La sofferenza, il dolore che resta uguale, nel mito, nella guerra, nella quotidianità; così come identica è la cura, della persona, dei ricordi, della storia. Identiche le ingiustizie e la lotta. Identiche per i personaggi di Sofocle, per il partigiano, per la figlia che perpetua quella cura, quel rispetto. A legare mito e contemporaneo è Antigone, evocata con quel filo sottile che unisce, quelle scarpe, identiche ma spaiate, metafora di un cammino, quello del padre “camminatore”, che non corre ma se cammina non lo fermi, che combatte quando deve farlo; e quando la malattia lo blocca, è la figlia ad accudirlo, ad orientarsi nel disordine di quell’uomo che rimanda ad Edipo, ad averne cura e rispetto anche dopo la sua scomparsa.
Un’Antigone moderna, inusuale, delineata da Ascanio Celestini in un testo di 25 anni fa (di cui curò la pubblicazione il professore Carlo Fanelli, docente dell’Unical), che venne portato in scena da una giovanissima Veronica Cruciani. Adesso Celestini lo riprende, divenendone narratore, in un monologo che esalta, sottolinea la forza del testo.

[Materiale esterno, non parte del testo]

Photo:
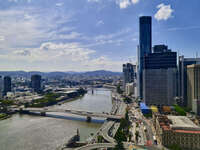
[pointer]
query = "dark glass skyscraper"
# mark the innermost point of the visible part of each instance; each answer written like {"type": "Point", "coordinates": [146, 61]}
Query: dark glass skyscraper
{"type": "Point", "coordinates": [145, 45]}
{"type": "Point", "coordinates": [7, 84]}
{"type": "Point", "coordinates": [36, 83]}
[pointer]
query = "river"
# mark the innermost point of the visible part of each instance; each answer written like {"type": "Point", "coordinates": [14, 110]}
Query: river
{"type": "Point", "coordinates": [27, 132]}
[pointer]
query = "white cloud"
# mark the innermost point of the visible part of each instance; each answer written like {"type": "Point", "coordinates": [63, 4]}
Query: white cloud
{"type": "Point", "coordinates": [164, 12]}
{"type": "Point", "coordinates": [59, 56]}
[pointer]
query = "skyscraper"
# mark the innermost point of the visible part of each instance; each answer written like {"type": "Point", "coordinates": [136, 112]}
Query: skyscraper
{"type": "Point", "coordinates": [145, 44]}
{"type": "Point", "coordinates": [128, 74]}
{"type": "Point", "coordinates": [36, 83]}
{"type": "Point", "coordinates": [182, 77]}
{"type": "Point", "coordinates": [1, 86]}
{"type": "Point", "coordinates": [193, 85]}
{"type": "Point", "coordinates": [7, 84]}
{"type": "Point", "coordinates": [159, 76]}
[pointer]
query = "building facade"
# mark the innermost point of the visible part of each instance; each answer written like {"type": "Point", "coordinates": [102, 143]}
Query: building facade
{"type": "Point", "coordinates": [36, 83]}
{"type": "Point", "coordinates": [7, 84]}
{"type": "Point", "coordinates": [160, 77]}
{"type": "Point", "coordinates": [182, 77]}
{"type": "Point", "coordinates": [144, 48]}
{"type": "Point", "coordinates": [193, 84]}
{"type": "Point", "coordinates": [1, 86]}
{"type": "Point", "coordinates": [159, 86]}
{"type": "Point", "coordinates": [128, 74]}
{"type": "Point", "coordinates": [177, 130]}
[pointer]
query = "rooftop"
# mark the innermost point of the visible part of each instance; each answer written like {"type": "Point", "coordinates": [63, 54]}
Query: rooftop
{"type": "Point", "coordinates": [182, 122]}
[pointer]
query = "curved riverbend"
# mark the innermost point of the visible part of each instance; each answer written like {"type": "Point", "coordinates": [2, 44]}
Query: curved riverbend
{"type": "Point", "coordinates": [26, 132]}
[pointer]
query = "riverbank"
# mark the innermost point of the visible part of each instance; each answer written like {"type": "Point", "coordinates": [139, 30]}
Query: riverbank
{"type": "Point", "coordinates": [55, 98]}
{"type": "Point", "coordinates": [4, 116]}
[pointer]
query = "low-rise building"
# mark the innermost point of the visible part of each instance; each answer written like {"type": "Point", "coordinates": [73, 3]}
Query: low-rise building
{"type": "Point", "coordinates": [177, 130]}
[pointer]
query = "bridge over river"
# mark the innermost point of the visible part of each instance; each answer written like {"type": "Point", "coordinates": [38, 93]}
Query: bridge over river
{"type": "Point", "coordinates": [88, 114]}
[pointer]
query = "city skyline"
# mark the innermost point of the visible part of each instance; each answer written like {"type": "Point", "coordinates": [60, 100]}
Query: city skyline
{"type": "Point", "coordinates": [89, 34]}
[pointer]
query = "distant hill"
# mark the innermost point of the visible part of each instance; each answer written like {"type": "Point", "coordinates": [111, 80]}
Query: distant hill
{"type": "Point", "coordinates": [57, 73]}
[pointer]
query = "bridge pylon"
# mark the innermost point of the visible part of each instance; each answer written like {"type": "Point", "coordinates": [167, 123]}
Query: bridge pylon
{"type": "Point", "coordinates": [89, 119]}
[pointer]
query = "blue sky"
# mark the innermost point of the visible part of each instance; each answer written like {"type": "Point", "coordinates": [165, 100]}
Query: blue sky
{"type": "Point", "coordinates": [85, 35]}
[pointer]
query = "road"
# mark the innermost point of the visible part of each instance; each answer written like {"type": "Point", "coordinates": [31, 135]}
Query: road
{"type": "Point", "coordinates": [96, 145]}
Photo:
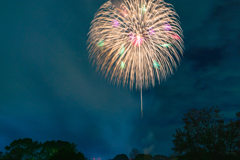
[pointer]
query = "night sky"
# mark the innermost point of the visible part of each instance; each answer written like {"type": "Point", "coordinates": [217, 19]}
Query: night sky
{"type": "Point", "coordinates": [50, 91]}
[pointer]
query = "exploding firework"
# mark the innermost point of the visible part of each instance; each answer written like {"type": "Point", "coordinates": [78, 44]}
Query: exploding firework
{"type": "Point", "coordinates": [135, 43]}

Un testo in cui si evidenziano i tratti del teatro di narrazione, con la reiterazione delle parole e dei concetti, che rimarca un significato, una sensazione e che trascina nel racconto; un testo che viaggia su percorsi temporali diversi, ma tutti vicini, tutti fondati sugli stessi sentimenti, attraverso un’idea drammaturgica geniale e inedita.

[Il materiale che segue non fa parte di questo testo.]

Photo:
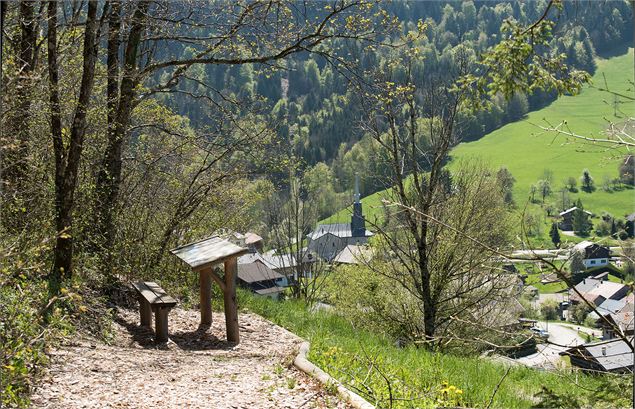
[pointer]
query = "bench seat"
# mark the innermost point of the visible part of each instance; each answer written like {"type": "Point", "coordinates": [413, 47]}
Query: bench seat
{"type": "Point", "coordinates": [153, 298]}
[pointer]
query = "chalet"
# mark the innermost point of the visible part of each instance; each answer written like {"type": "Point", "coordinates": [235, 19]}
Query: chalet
{"type": "Point", "coordinates": [261, 279]}
{"type": "Point", "coordinates": [630, 225]}
{"type": "Point", "coordinates": [250, 240]}
{"type": "Point", "coordinates": [603, 356]}
{"type": "Point", "coordinates": [253, 241]}
{"type": "Point", "coordinates": [609, 307]}
{"type": "Point", "coordinates": [328, 240]}
{"type": "Point", "coordinates": [566, 222]}
{"type": "Point", "coordinates": [353, 254]}
{"type": "Point", "coordinates": [593, 254]}
{"type": "Point", "coordinates": [598, 291]}
{"type": "Point", "coordinates": [621, 321]}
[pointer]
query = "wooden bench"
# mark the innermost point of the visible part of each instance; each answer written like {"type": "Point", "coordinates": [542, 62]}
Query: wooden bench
{"type": "Point", "coordinates": [153, 298]}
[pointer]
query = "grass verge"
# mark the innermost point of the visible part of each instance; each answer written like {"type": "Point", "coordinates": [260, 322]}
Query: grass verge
{"type": "Point", "coordinates": [375, 368]}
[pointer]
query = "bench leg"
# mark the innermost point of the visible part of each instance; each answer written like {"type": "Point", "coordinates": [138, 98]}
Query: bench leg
{"type": "Point", "coordinates": [229, 298]}
{"type": "Point", "coordinates": [145, 312]}
{"type": "Point", "coordinates": [206, 296]}
{"type": "Point", "coordinates": [161, 324]}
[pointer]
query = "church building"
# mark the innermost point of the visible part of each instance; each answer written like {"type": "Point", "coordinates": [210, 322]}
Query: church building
{"type": "Point", "coordinates": [328, 240]}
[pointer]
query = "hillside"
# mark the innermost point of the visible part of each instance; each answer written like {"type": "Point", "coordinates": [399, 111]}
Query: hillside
{"type": "Point", "coordinates": [527, 151]}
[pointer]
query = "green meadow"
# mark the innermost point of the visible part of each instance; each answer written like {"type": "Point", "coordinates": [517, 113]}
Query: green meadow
{"type": "Point", "coordinates": [374, 367]}
{"type": "Point", "coordinates": [527, 150]}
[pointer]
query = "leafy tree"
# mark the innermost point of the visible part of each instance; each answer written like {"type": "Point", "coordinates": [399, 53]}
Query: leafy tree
{"type": "Point", "coordinates": [581, 223]}
{"type": "Point", "coordinates": [572, 184]}
{"type": "Point", "coordinates": [576, 262]}
{"type": "Point", "coordinates": [586, 181]}
{"type": "Point", "coordinates": [579, 311]}
{"type": "Point", "coordinates": [544, 187]}
{"type": "Point", "coordinates": [506, 181]}
{"type": "Point", "coordinates": [555, 235]}
{"type": "Point", "coordinates": [532, 191]}
{"type": "Point", "coordinates": [627, 170]}
{"type": "Point", "coordinates": [549, 310]}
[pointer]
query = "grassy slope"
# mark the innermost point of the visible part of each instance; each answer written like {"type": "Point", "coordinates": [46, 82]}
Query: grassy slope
{"type": "Point", "coordinates": [340, 348]}
{"type": "Point", "coordinates": [527, 151]}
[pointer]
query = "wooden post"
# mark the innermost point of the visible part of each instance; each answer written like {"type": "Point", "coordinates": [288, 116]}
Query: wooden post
{"type": "Point", "coordinates": [145, 312]}
{"type": "Point", "coordinates": [161, 323]}
{"type": "Point", "coordinates": [229, 297]}
{"type": "Point", "coordinates": [206, 296]}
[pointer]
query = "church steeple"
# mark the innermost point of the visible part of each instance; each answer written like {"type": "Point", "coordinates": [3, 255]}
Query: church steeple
{"type": "Point", "coordinates": [358, 224]}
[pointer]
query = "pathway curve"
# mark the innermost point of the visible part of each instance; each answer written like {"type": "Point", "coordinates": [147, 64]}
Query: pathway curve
{"type": "Point", "coordinates": [195, 369]}
{"type": "Point", "coordinates": [548, 355]}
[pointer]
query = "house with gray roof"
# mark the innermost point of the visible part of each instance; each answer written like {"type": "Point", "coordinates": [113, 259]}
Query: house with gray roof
{"type": "Point", "coordinates": [598, 291]}
{"type": "Point", "coordinates": [593, 254]}
{"type": "Point", "coordinates": [328, 240]}
{"type": "Point", "coordinates": [566, 222]}
{"type": "Point", "coordinates": [603, 356]}
{"type": "Point", "coordinates": [262, 280]}
{"type": "Point", "coordinates": [353, 254]}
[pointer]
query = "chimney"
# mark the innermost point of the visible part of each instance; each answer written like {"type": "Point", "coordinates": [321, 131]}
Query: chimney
{"type": "Point", "coordinates": [358, 224]}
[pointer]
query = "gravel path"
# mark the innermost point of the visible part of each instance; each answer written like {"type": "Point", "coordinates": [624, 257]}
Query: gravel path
{"type": "Point", "coordinates": [195, 369]}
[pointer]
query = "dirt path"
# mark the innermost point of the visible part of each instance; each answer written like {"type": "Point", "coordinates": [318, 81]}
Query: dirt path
{"type": "Point", "coordinates": [196, 369]}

Ascanio Celestini presenta “Le nozze di Antigone” nell’ambito del Festival Oltremare, che ai miti guarda e rimanda; e arriva per la prima volta a Reggio Calabria, in un clima di grande attesa, portando il pubblico – anche grazie alle musiche eseguite sul palco da Gianluca Casadei – in un viaggio che non si ferma ad Antigone, ma, prendendo le mosse da quel testo, prosegue con improvvisazioni che guardano all’attualità, legate tra loro da temi universali e da narrazioni che si intrecciano. Come i “rivoluzionari in sala d’attesa” o come “la signora maestra di fila indiana” (che rimandano ai racconti del libro di Celestini “Io cammino in fila indiana”), in cui l’unione tra elementi ironici e surreali rivela il razzismo e l’odio per le differenze.

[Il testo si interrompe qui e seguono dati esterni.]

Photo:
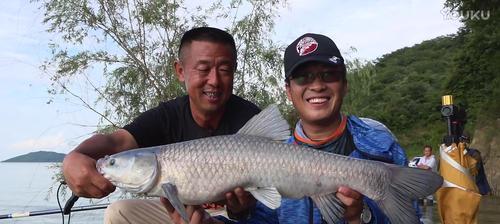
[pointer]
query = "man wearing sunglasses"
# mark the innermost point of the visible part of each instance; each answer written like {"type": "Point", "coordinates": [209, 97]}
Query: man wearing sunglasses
{"type": "Point", "coordinates": [316, 84]}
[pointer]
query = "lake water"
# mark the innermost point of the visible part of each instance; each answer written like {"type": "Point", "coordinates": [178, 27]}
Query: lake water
{"type": "Point", "coordinates": [25, 187]}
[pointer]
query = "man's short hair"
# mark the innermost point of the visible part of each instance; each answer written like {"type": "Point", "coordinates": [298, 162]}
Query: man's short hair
{"type": "Point", "coordinates": [209, 34]}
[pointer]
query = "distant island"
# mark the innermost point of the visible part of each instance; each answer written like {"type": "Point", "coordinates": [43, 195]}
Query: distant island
{"type": "Point", "coordinates": [38, 157]}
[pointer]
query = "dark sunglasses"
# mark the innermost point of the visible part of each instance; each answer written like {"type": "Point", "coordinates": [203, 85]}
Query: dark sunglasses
{"type": "Point", "coordinates": [308, 78]}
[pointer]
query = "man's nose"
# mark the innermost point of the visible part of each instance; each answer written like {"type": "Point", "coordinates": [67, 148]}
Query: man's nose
{"type": "Point", "coordinates": [213, 77]}
{"type": "Point", "coordinates": [317, 83]}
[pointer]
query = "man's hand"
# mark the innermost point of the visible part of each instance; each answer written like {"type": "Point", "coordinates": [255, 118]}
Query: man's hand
{"type": "Point", "coordinates": [239, 201]}
{"type": "Point", "coordinates": [353, 201]}
{"type": "Point", "coordinates": [196, 214]}
{"type": "Point", "coordinates": [82, 177]}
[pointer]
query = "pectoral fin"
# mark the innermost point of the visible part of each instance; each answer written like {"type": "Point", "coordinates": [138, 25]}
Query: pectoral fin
{"type": "Point", "coordinates": [330, 206]}
{"type": "Point", "coordinates": [269, 196]}
{"type": "Point", "coordinates": [170, 191]}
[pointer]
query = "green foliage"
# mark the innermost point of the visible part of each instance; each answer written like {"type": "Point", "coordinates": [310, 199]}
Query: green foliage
{"type": "Point", "coordinates": [403, 90]}
{"type": "Point", "coordinates": [476, 74]}
{"type": "Point", "coordinates": [124, 51]}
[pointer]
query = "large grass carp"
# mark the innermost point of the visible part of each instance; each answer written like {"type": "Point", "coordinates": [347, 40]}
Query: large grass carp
{"type": "Point", "coordinates": [203, 170]}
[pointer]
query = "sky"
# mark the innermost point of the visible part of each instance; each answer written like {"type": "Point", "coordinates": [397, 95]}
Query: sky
{"type": "Point", "coordinates": [28, 123]}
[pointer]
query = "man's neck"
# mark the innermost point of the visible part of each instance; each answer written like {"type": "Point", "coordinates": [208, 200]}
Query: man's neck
{"type": "Point", "coordinates": [321, 130]}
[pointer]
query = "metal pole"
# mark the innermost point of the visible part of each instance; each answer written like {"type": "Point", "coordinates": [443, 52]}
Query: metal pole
{"type": "Point", "coordinates": [52, 211]}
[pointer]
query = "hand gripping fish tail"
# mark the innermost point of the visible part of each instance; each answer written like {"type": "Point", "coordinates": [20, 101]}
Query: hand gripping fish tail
{"type": "Point", "coordinates": [407, 184]}
{"type": "Point", "coordinates": [257, 159]}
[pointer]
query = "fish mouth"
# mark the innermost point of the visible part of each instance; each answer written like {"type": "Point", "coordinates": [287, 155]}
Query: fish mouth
{"type": "Point", "coordinates": [100, 163]}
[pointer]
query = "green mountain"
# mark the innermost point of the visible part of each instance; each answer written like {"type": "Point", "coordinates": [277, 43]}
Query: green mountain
{"type": "Point", "coordinates": [38, 157]}
{"type": "Point", "coordinates": [403, 90]}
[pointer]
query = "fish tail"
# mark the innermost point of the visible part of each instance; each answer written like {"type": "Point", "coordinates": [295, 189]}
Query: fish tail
{"type": "Point", "coordinates": [407, 184]}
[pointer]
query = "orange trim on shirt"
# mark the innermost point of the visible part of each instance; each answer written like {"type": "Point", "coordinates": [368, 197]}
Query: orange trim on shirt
{"type": "Point", "coordinates": [340, 129]}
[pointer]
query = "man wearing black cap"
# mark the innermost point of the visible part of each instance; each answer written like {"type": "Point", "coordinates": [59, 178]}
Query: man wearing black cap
{"type": "Point", "coordinates": [315, 80]}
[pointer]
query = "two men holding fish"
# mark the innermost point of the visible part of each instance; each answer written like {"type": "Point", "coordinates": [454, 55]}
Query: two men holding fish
{"type": "Point", "coordinates": [316, 85]}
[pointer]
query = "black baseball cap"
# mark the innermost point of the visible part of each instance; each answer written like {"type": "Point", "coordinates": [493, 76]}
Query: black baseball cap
{"type": "Point", "coordinates": [311, 47]}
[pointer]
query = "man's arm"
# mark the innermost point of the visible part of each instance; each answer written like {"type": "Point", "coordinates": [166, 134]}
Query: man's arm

Genialità è la parola che contraddistingue una scrittura che prende vita in scena, che si trasforma, che lima le parole, le plasma portando lo spettatore nella storia, mostrandogli pian piano come quella narrazione sia più vicina di quanto pensi, come quella metafora traduca, attraverso l’arte, la realtà. Genialità della scrittura drammaturgica di Ascanio Celestini che ha reso la seconda serata del festival – promosso da Adexo e Officine Jonike Arti – un momento di grande teatro.